Nel film però hai usato anche altri tratti distintivi come gli intertitoli…
Sì ho cercato di ricostruire una modalità del cinema mutuo, in cui non è possibile raccontare tutto, quindi alcune ellissi le ho riassunte con un cartello. Ovviamente anche con l’uso degli intertitoli c'è un problema di equilibrio, di usarli ma non in eccesso. Ma c'è anche un altro problema: quello della cosiddetta narrative art, che a volte presentava su un foglio una parola ma una parola che comunicava attraverso il duplice registro, quello del significato e quello della scrittura. Quindi i cartelli non sono soltanto delle spiegazioni ma anche degli elementi stilistici ed estetici che aiutino nella rivelazione del senso. Devono essere una chiave interpretativa ma non ci si può affidare solo alle parole, bisogna disporsi anche in una posizione di ascolto delle emozioni e della materia. Questa lezione mi fu data dallo scultore Costantino Nivola che mi disse che ogni pietra ha un proprio carattere e che va rispettato.

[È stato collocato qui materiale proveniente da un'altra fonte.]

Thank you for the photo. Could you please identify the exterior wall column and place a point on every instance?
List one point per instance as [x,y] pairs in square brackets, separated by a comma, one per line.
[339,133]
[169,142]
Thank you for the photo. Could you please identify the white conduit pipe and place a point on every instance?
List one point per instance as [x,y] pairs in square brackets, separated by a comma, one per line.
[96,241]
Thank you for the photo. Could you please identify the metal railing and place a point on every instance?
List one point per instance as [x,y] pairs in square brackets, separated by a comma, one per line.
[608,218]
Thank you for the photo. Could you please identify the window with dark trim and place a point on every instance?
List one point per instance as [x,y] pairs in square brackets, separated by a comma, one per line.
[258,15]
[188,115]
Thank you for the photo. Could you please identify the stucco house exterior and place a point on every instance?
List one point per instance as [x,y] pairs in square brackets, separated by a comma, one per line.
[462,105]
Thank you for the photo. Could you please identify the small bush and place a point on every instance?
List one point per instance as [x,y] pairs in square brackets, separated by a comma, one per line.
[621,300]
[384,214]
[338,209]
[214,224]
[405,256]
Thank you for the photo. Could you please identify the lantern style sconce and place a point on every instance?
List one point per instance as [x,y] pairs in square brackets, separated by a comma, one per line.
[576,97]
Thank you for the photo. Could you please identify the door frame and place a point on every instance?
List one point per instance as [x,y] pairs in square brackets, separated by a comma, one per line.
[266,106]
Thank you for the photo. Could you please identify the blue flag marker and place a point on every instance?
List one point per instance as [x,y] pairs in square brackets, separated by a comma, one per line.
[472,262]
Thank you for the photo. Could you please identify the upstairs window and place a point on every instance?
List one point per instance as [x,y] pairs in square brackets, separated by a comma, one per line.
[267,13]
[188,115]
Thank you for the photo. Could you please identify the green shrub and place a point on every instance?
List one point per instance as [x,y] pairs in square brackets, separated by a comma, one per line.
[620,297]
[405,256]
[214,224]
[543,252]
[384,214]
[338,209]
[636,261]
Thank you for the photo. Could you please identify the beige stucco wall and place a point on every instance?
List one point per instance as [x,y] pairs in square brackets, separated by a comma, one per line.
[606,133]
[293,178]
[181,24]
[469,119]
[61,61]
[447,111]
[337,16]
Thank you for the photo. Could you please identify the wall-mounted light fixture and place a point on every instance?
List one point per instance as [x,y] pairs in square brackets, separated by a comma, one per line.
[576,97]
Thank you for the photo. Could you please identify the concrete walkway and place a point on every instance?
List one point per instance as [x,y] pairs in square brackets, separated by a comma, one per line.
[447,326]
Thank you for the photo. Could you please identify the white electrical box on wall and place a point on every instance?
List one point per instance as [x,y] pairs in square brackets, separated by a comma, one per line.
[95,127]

Sembra che Balentes possa iscriversi a una certa tradizione letteraria sarda infusa di tragicità, da Grazia Deledda a Salvatore Satta. Quest’ultimo scriveva la Sardegna come un’isola diabolicamente triste
Io credo che questa tristezza sia frutto della nostalgia, ma che sia un valore. Basti pensare a Ulisse e all’Odissea. Credo che i sardi siano esseri pervasi di nostalgia e che sappiano di dover convivere col mistero, ma questo è meraviglioso, per quanto comporti un'inquietudine e un disagio che noi chiamiamo tristezza. Recentemente durante un festival in Giappone mi è stato chiesto come mai io abbia fatto un film così triste e a me è venuta in mente la tristezza di Ikiru di Akira Kurosawa che riesce a descrivere la natura umana con una storia così tragica. Nel mio film, anche se Ventura muore in qualche modo, vive per sempre, soprattutto dal momento in cui la sua storia cessa di essere una storia da dimenticare e viene ricordata ancora oggi.